Recruter du personnel étranger en France implique des démarches précises. Elles varient selon la nationalité du candidat, son titre de séjour, son droit au séjour et le type de contrat de travail envisagé. Ce contenu vous aide à sécuriser votre procédure d’embauche, de l’autorisation de travail aux formalités d’embauche d’un salarié étranger, pour avancer en conformité et sans perte de temps.
La procédure d’embauche ne suit pas les mêmes règles pour un travailleur étranger ressortissant de l’Union européenne et pour un salarié étranger en France venant d’un pays tiers. Pour l’employeur, cette distinction est décisive. Elle conditionne les vérifications à mener, les échanges avec la préfecture et, dans certains cas, la demande d’autorisation de travail avant même de signer le contrat de travail.

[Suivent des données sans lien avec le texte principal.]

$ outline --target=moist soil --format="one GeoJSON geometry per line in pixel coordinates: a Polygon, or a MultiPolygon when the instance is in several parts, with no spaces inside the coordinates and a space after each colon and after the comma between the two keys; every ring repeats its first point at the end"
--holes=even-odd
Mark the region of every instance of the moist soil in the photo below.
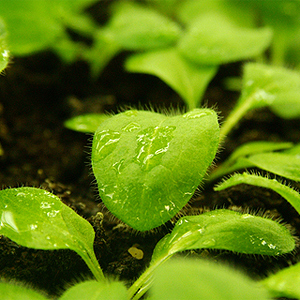
{"type": "MultiPolygon", "coordinates": [[[[92,136],[64,127],[66,119],[83,113],[118,112],[124,107],[151,107],[157,111],[171,107],[184,109],[179,96],[159,79],[124,72],[125,57],[123,53],[113,59],[97,79],[91,77],[84,61],[66,65],[50,51],[13,59],[0,78],[3,148],[0,188],[34,186],[58,195],[93,225],[94,248],[104,273],[130,284],[149,264],[156,243],[170,232],[174,220],[146,233],[119,222],[97,195],[89,161],[92,136]]],[[[240,75],[241,66],[222,66],[204,96],[205,106],[220,111],[220,122],[238,97],[238,93],[224,88],[224,79],[240,75]]],[[[297,143],[299,137],[299,120],[286,121],[268,110],[252,112],[228,137],[216,165],[245,142],[297,143]]],[[[247,185],[214,192],[215,183],[200,189],[181,213],[201,213],[215,208],[242,209],[282,219],[296,236],[300,235],[298,214],[278,194],[247,185]]],[[[295,182],[290,184],[297,187],[295,182]]],[[[292,254],[276,258],[219,250],[189,251],[180,255],[225,262],[254,279],[264,278],[299,261],[298,248],[292,254]]],[[[54,297],[74,282],[92,278],[85,263],[71,250],[28,249],[3,236],[0,236],[0,276],[3,280],[29,284],[54,297]]]]}

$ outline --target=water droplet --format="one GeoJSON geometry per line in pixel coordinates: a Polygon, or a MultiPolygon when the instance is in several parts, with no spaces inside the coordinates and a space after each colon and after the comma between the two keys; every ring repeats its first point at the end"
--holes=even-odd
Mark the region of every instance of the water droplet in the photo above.
{"type": "Polygon", "coordinates": [[[95,134],[94,140],[96,141],[96,159],[103,159],[116,148],[120,133],[110,129],[102,130],[95,134]]]}
{"type": "Polygon", "coordinates": [[[121,174],[123,163],[124,163],[124,159],[121,159],[113,164],[113,168],[115,169],[117,174],[121,174]]]}
{"type": "Polygon", "coordinates": [[[38,226],[37,226],[36,224],[30,224],[30,225],[29,225],[30,230],[36,230],[37,227],[38,227],[38,226]]]}
{"type": "Polygon", "coordinates": [[[19,228],[15,222],[13,213],[11,211],[3,211],[1,215],[1,227],[9,228],[15,232],[20,232],[19,228]]]}
{"type": "Polygon", "coordinates": [[[49,217],[49,218],[54,218],[54,217],[56,217],[56,215],[59,213],[59,210],[51,210],[51,211],[48,211],[47,212],[47,216],[49,217]]]}
{"type": "Polygon", "coordinates": [[[206,241],[204,241],[203,243],[203,246],[205,246],[205,247],[213,247],[213,246],[215,246],[216,245],[216,241],[215,241],[215,239],[210,239],[210,240],[206,240],[206,241]]]}
{"type": "Polygon", "coordinates": [[[175,126],[148,127],[137,135],[136,160],[143,168],[160,164],[162,155],[168,151],[175,126]]]}
{"type": "Polygon", "coordinates": [[[132,110],[126,110],[126,111],[124,112],[124,114],[125,114],[127,117],[137,116],[138,111],[137,111],[137,110],[134,110],[134,109],[132,109],[132,110]]]}
{"type": "Polygon", "coordinates": [[[249,219],[249,218],[254,218],[254,216],[250,215],[250,214],[243,214],[241,215],[242,219],[249,219]]]}
{"type": "Polygon", "coordinates": [[[135,122],[131,122],[129,124],[127,124],[126,126],[124,126],[122,128],[122,130],[126,131],[126,132],[132,132],[135,131],[137,129],[141,128],[141,125],[135,122]]]}
{"type": "Polygon", "coordinates": [[[51,208],[51,205],[47,201],[42,201],[41,205],[40,205],[40,208],[41,209],[51,208]]]}
{"type": "Polygon", "coordinates": [[[186,119],[196,119],[196,118],[202,118],[202,117],[205,117],[205,116],[208,116],[208,115],[211,115],[213,114],[212,111],[210,110],[203,110],[203,109],[193,109],[187,113],[185,113],[184,115],[182,115],[183,118],[186,118],[186,119]]]}
{"type": "Polygon", "coordinates": [[[26,194],[25,193],[17,193],[17,195],[16,195],[17,197],[25,197],[26,196],[26,194]]]}

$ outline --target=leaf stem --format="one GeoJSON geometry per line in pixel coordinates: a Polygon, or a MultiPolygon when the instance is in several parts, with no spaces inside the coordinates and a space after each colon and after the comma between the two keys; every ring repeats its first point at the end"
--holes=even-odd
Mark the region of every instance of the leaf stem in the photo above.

Pour les détails sur l’embauche d’un salarié roumain, consultez notre guide : embauche salarié roumain. Pour les points de vigilance liés au contrat de travail, consultez notre ressource : contrat de travail en France pour un travailleur étranger.

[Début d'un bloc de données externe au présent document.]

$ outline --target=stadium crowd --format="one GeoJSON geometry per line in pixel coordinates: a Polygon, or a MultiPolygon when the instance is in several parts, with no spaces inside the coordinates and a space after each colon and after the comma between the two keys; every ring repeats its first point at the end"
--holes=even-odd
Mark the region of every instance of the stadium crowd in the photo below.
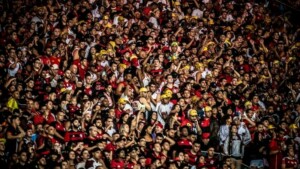
{"type": "Polygon", "coordinates": [[[300,26],[282,4],[0,8],[0,168],[299,167],[300,26]]]}

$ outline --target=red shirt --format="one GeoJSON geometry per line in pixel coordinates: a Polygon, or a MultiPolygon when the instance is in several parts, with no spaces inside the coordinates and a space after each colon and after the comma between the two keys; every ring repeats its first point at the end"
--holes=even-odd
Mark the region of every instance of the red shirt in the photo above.
{"type": "Polygon", "coordinates": [[[193,143],[191,142],[191,140],[183,138],[177,141],[177,145],[184,152],[189,152],[192,148],[193,143]]]}
{"type": "Polygon", "coordinates": [[[115,159],[110,162],[110,168],[112,169],[124,168],[124,167],[125,167],[125,163],[123,160],[115,159]]]}
{"type": "Polygon", "coordinates": [[[121,118],[121,115],[124,113],[124,111],[122,111],[122,110],[120,110],[120,109],[118,109],[118,108],[116,108],[115,109],[115,115],[116,115],[116,118],[117,119],[120,119],[121,118]]]}
{"type": "Polygon", "coordinates": [[[150,74],[151,74],[152,76],[158,76],[158,75],[161,75],[162,72],[163,72],[162,69],[157,69],[157,70],[152,69],[152,70],[150,70],[150,74]]]}
{"type": "Polygon", "coordinates": [[[129,161],[126,165],[126,169],[131,169],[131,168],[134,168],[134,166],[136,165],[136,163],[132,162],[132,161],[129,161]]]}
{"type": "Polygon", "coordinates": [[[52,113],[49,113],[49,115],[48,115],[48,119],[46,120],[45,118],[44,118],[44,116],[43,115],[41,115],[41,114],[38,114],[38,115],[35,115],[34,117],[33,117],[33,124],[34,125],[38,125],[38,124],[43,124],[43,123],[47,123],[47,124],[51,124],[52,122],[54,122],[55,121],[55,118],[54,118],[54,116],[52,115],[52,113]]]}
{"type": "Polygon", "coordinates": [[[56,56],[50,56],[49,59],[50,59],[51,65],[54,65],[54,64],[60,65],[61,58],[56,57],[56,56]]]}
{"type": "MultiPolygon", "coordinates": [[[[270,151],[280,150],[280,145],[278,144],[276,139],[272,139],[269,143],[270,151]]],[[[279,152],[277,154],[269,155],[269,168],[277,169],[281,167],[282,162],[282,154],[279,152]],[[280,167],[278,167],[280,166],[280,167]]]]}
{"type": "Polygon", "coordinates": [[[55,124],[55,129],[57,132],[59,132],[60,134],[63,134],[66,132],[66,128],[65,125],[63,123],[60,122],[56,122],[55,124]]]}
{"type": "Polygon", "coordinates": [[[106,151],[115,151],[117,149],[117,146],[113,143],[109,143],[106,145],[105,150],[106,151]]]}
{"type": "Polygon", "coordinates": [[[190,150],[189,152],[188,152],[188,155],[189,155],[189,164],[190,165],[196,165],[196,162],[198,161],[198,153],[197,154],[193,154],[192,153],[192,150],[190,150]]]}
{"type": "Polygon", "coordinates": [[[200,123],[200,127],[201,127],[203,133],[209,133],[210,132],[210,119],[204,118],[200,123]]]}
{"type": "Polygon", "coordinates": [[[84,88],[84,93],[85,93],[86,95],[91,96],[91,95],[93,94],[92,87],[85,87],[85,88],[84,88]]]}
{"type": "Polygon", "coordinates": [[[208,169],[217,169],[218,160],[216,158],[207,157],[205,159],[205,161],[206,161],[206,166],[207,166],[208,169]]]}
{"type": "Polygon", "coordinates": [[[79,77],[83,80],[85,73],[87,71],[87,67],[83,67],[80,63],[79,59],[76,59],[73,61],[73,64],[76,65],[78,67],[78,72],[79,72],[79,77]]]}
{"type": "Polygon", "coordinates": [[[285,164],[285,168],[297,168],[298,160],[291,157],[284,157],[282,159],[282,164],[285,164]]]}
{"type": "Polygon", "coordinates": [[[75,84],[70,81],[64,80],[63,85],[64,88],[72,88],[72,90],[75,90],[75,84]]]}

En cas de détachement, des règles complémentaires s’ajoutent à la procédure d’embauche habituelle. Nous vous recommandons notre guide dédié : embaucher travailleur détaché.
En France, le contrat de travail doit être rédigé en français. Une traduction peut être remise au salarié sur demande, mais la version de référence reste celle en français. Le document doit préciser, au minimum, le poste, la qualification, le lieu de travail, la durée hebdomadaire, la période d’essai et la rémunération. Celle-ci ne peut pas être inférieure au SMIC brut horaire (environ 11,65 €) ni au minimum conventionnel applicable.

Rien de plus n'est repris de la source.